Oil, steady above $82 on Wednesday, was headed for its fifth consecutive quarterly gain as recovering demand outweighs ample supplies and concern over monetary tightening in leading economies. Front-month crude futures on the New York Mercantile Exchange have gained almost 4 percent since December 31 2009, trading at $82.30 a barrel at 0455 GMT, down 7 cents from Tuesday.
Brent crude for May declined 13 cents to $81.15 in London. Prices traded as low as $69.50 this quarter in February, having touched $83.95 a barrel in January, the highest since October 2008 at the peak of the financial crisis. That range of less than $15 is much more stable than the wide price swings of the previous two years.
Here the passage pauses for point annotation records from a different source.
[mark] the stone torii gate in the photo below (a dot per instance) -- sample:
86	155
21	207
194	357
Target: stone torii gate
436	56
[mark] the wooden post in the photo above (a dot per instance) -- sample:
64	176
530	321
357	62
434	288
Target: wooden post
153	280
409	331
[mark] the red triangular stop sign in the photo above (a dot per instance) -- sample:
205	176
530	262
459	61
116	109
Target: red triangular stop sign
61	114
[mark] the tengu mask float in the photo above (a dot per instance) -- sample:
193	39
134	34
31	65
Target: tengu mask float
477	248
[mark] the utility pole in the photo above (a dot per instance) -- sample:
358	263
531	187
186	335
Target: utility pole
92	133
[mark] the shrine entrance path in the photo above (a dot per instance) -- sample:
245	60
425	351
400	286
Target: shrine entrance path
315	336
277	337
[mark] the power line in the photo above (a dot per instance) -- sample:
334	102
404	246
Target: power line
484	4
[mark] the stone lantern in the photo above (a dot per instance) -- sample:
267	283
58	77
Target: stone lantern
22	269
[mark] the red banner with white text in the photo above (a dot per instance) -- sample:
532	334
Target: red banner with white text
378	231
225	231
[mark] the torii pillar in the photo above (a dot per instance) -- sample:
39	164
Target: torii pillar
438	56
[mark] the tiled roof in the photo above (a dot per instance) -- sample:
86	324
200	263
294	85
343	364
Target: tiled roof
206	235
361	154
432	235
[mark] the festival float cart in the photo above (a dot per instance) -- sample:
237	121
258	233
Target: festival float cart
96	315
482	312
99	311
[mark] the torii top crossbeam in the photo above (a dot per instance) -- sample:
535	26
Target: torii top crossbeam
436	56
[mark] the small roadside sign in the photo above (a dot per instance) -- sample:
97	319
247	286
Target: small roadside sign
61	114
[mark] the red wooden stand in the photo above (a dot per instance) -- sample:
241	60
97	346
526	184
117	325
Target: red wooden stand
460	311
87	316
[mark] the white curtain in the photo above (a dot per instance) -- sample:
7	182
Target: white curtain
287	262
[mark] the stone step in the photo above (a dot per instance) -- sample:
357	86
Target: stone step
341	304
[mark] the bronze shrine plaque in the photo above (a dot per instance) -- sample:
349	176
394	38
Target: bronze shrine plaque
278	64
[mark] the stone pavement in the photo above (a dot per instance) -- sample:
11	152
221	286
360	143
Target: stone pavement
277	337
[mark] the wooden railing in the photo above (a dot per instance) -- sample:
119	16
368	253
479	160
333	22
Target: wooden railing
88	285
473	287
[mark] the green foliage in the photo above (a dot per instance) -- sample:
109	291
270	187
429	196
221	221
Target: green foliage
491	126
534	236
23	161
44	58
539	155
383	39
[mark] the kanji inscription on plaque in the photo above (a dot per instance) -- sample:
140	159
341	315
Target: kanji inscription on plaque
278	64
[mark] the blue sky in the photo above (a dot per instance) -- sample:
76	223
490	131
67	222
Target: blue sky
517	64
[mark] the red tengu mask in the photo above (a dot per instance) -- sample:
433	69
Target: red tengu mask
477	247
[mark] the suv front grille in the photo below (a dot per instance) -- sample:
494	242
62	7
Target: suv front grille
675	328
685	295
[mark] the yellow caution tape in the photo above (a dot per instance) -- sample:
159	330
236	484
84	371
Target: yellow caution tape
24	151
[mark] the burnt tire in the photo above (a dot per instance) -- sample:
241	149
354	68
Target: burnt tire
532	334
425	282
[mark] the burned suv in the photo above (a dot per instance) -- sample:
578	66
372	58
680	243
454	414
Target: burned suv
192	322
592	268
Implied volatility for US crude is now at its lowest level since prices surged to a record $147.27 a barrel on July 11, 2008, before plummeting to $32.40 in December of that year. Some major consumers at the biannual International Energy Forum (IEF) being held in Cancun, Mexico this week agreed with Opec members' claims that a price of $70-80 price was good for both sides.
Providing sufficient revenues for producers and incentives to build new projects, but not so high as to choke off growth in importing nations. The IEF aims to produce a statement when the meeting concludes on Wednesday outlining measures to minimise oil price volatility, including steps to increase market transparency.